Printed electronics or more specifically inkjet printing is already an established part of OLED display manufacturing, where industrial-scale inkjet printers are used to deposit the organic material in the multilayer thin film encapsulation (TFE) layer that protects OLEDs from oxygen and water ingress.
Inkjet printing the RGB active materials in OLED displays, however, seems not to have succeeded in overcoming the technical hurdles despite significant investment and decades of development on both material and machinery sides. It appears that the material performance never bridged the gap with vacuum-processed ones, which kept on improving, whilst the potential manufacturing cost benefits proved insufficient to force a shift away from the incumbent processes.
This is not the end of inkjet printing in manufacturing the active elements of the display though, thanks mainly to quantum dots (QDs) including QD-OLED and QLED displays. The idea behind QD-OLED displays is that a blue OLED layer is vacuum deposited, whilst the red and green colors are achieved by pixel-level inkjet-printed QD color conversion, giving the emissive display perfect contrast, high efficiency, as well as a very wide color gamut, beyond what all-OLED displays could achieve. Mastering the inkjet printing of QD-OLED displays could also offer a technical and manufacturing roadmap towards true emissive QLED displays.
QD-OLED displays are already in production with 77-inch 4k QD-OLED being on the market for several years. The manufacturing volume is projected to grow rapidly. Furthermore, the technical performance will also improve. The latest announcement is that the resolution of inkjet-printed 31.5-inch QD-OLED displays will be 140 PPI.
This is a challenging technical feat. It could involve inkjet printing quantum dots on 8.5-Gen (2.2x2.5 sqm) mother glass. To get a rough idea of the requirements for illustration purposes only, assume that five displays can be manufactured on the mother glass. At 4K and 8K resolution, this translates to around 125M and 500M inkjet printed sub-pixels, respectively. Assuming 3-5 drops have to be inkjet printed in each pixel well, it means that for an 8K display around 1500 and 2500 million drops would have to be inkjet printed under stringent uniformity, size, and TAKT time requirements.
Source: Kateeva [8.5-Gen Inkjet Printer for Display Manufacturing]
Mini- and MicroLEDs - from micro bumps to microLED transfer to color conversion
mini- and micro-LED technologies could also benefit from printing. Here, the micro bumps for the placement of a large number of microLEDs on the glass substrate could be printed. Indeed, excellent prototypes were already demonstrated with gravure offset printed solder pastes with 5um precision and 6um diameter (15um after reflow).
Source: Komoro [presented at TechBlick in 2022]
The metallization tracks connecting the front and back of the mini- or micro-LED display via the edge of the glass hosting the microLED chips could be screen or aerosol printed to avoid drilling and metallizing through-glass vias, although it will probably prove too difficult to beat the incumbent subtractive process given the resolution speed, and yield requirements.
The microLED chips themselves could also be transfer printed.

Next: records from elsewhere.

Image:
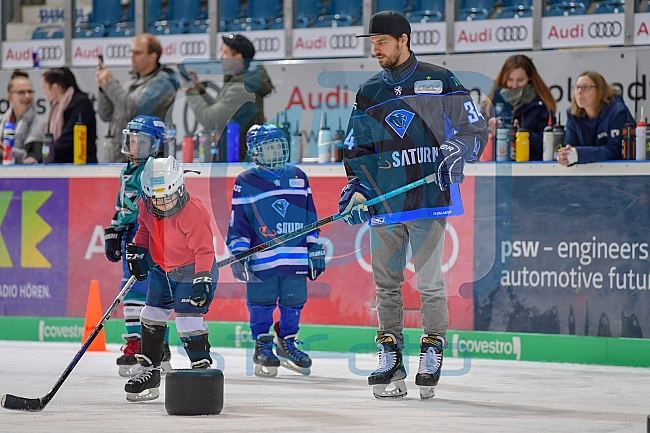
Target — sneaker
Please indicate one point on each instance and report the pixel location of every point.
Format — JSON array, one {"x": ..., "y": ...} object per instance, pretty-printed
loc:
[
  {"x": 266, "y": 363},
  {"x": 127, "y": 360},
  {"x": 431, "y": 356},
  {"x": 144, "y": 382}
]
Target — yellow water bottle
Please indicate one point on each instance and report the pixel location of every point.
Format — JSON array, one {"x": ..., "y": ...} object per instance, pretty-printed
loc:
[
  {"x": 80, "y": 142},
  {"x": 522, "y": 145}
]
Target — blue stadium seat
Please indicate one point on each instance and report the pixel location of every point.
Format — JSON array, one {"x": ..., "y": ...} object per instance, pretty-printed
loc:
[
  {"x": 566, "y": 8},
  {"x": 516, "y": 8},
  {"x": 307, "y": 11},
  {"x": 610, "y": 7},
  {"x": 427, "y": 11},
  {"x": 469, "y": 10},
  {"x": 47, "y": 32},
  {"x": 342, "y": 13}
]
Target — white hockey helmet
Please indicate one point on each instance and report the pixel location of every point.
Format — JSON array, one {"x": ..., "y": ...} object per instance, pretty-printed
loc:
[{"x": 163, "y": 187}]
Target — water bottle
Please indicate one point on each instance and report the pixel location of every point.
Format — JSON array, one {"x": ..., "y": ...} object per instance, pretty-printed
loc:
[
  {"x": 8, "y": 134},
  {"x": 48, "y": 148},
  {"x": 640, "y": 142},
  {"x": 547, "y": 153},
  {"x": 503, "y": 148},
  {"x": 522, "y": 145},
  {"x": 232, "y": 142},
  {"x": 80, "y": 142},
  {"x": 558, "y": 135}
]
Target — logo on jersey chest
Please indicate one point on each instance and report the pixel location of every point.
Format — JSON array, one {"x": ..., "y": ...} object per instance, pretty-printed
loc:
[{"x": 399, "y": 121}]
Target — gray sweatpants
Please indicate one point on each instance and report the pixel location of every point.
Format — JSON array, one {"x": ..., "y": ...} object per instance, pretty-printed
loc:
[{"x": 388, "y": 244}]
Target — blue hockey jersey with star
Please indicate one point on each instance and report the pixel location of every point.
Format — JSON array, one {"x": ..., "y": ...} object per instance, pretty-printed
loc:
[{"x": 268, "y": 204}]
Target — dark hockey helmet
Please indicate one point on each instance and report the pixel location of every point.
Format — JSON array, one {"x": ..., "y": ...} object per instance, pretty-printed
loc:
[
  {"x": 267, "y": 146},
  {"x": 163, "y": 187},
  {"x": 143, "y": 137}
]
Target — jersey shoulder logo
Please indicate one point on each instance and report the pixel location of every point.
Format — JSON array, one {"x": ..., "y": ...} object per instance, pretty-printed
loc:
[
  {"x": 399, "y": 121},
  {"x": 281, "y": 207},
  {"x": 297, "y": 183},
  {"x": 428, "y": 86}
]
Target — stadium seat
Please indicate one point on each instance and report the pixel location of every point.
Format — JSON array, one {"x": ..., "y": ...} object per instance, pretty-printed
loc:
[
  {"x": 516, "y": 8},
  {"x": 566, "y": 8},
  {"x": 427, "y": 11},
  {"x": 469, "y": 10}
]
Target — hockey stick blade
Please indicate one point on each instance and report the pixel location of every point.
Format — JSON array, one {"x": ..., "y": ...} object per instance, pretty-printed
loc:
[
  {"x": 320, "y": 223},
  {"x": 13, "y": 402}
]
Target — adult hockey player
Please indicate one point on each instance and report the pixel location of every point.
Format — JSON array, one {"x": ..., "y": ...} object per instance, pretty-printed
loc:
[
  {"x": 410, "y": 120},
  {"x": 174, "y": 244},
  {"x": 143, "y": 137},
  {"x": 272, "y": 199}
]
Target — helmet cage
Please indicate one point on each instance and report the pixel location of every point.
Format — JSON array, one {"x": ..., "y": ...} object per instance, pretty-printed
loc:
[{"x": 272, "y": 154}]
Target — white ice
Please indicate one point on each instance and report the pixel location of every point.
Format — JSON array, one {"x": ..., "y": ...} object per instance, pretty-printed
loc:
[{"x": 484, "y": 396}]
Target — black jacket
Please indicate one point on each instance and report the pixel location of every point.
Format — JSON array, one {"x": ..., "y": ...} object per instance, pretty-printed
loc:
[{"x": 63, "y": 146}]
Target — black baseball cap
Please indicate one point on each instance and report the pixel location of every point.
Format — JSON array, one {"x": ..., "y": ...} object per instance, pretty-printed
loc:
[
  {"x": 387, "y": 23},
  {"x": 240, "y": 44}
]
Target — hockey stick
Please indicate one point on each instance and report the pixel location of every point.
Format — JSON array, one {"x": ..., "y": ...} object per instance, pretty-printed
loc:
[
  {"x": 320, "y": 223},
  {"x": 13, "y": 402}
]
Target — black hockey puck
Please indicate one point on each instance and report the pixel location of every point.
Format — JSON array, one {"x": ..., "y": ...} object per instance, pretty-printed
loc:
[{"x": 194, "y": 392}]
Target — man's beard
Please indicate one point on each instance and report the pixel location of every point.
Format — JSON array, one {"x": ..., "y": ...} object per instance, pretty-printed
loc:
[{"x": 391, "y": 60}]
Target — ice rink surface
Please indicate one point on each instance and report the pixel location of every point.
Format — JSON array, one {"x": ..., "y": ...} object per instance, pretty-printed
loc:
[{"x": 473, "y": 396}]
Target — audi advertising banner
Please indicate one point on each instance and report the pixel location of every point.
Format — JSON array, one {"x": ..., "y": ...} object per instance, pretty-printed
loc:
[
  {"x": 491, "y": 35},
  {"x": 269, "y": 44},
  {"x": 583, "y": 31},
  {"x": 642, "y": 29},
  {"x": 428, "y": 38},
  {"x": 18, "y": 54},
  {"x": 328, "y": 42}
]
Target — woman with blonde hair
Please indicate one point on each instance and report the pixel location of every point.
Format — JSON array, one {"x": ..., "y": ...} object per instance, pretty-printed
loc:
[
  {"x": 28, "y": 124},
  {"x": 521, "y": 98},
  {"x": 594, "y": 122}
]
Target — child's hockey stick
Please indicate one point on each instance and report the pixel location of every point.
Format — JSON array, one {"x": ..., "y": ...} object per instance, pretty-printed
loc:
[
  {"x": 313, "y": 226},
  {"x": 13, "y": 402}
]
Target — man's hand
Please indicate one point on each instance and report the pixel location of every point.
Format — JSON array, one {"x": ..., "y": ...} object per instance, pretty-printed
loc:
[
  {"x": 450, "y": 163},
  {"x": 103, "y": 76},
  {"x": 201, "y": 288},
  {"x": 353, "y": 195}
]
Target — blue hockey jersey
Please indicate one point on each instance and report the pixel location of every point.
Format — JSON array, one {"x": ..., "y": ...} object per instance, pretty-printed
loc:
[{"x": 267, "y": 204}]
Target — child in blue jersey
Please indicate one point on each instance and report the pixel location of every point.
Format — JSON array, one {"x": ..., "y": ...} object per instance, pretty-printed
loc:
[
  {"x": 143, "y": 137},
  {"x": 269, "y": 200}
]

Here, an elastomeric stamp could pick up these chips, stamping and thus transferring them at high speed and yield onto the final target substrate. There are currently many firms developing a variety of transfer printing techniques for this purpose, although the competition from other approaches including laser-based ones is very stiff.
Finally - and possibly most promising - is to achieve color conversion via printed quantum dots. A major challenge holding microLEDs back is the need to transfer millions of microLEDs with practically zero defects. To transfer all three colors would be extra complicated. Thus, one could transfer only the blue microLEDs and achieve red and green colors with QD color conversion.
A technical challenge is that microLEDs are too small for inkjet printing (ca. 40 um print resolution), and their size is bound to shrink further to improve display resolutions and economies of scale. To address this need, EHD (Electrohydrodynamic Printing) is being used, demonstrating lab printing resolutions of 1-10 um with likely mid-term reliable print resolutions around 15 um, translating to some 1000 dpi. The EHD printing still needs to be further developed and scaled, especially to a multi-head high-resolution technique without loss of print resolution, stability, or speed. Of course, EHD is not the only way to achieve QD color conversion, but it is still very much in the running for manufacturing selection with strong chances vs. the photoresist-etch option.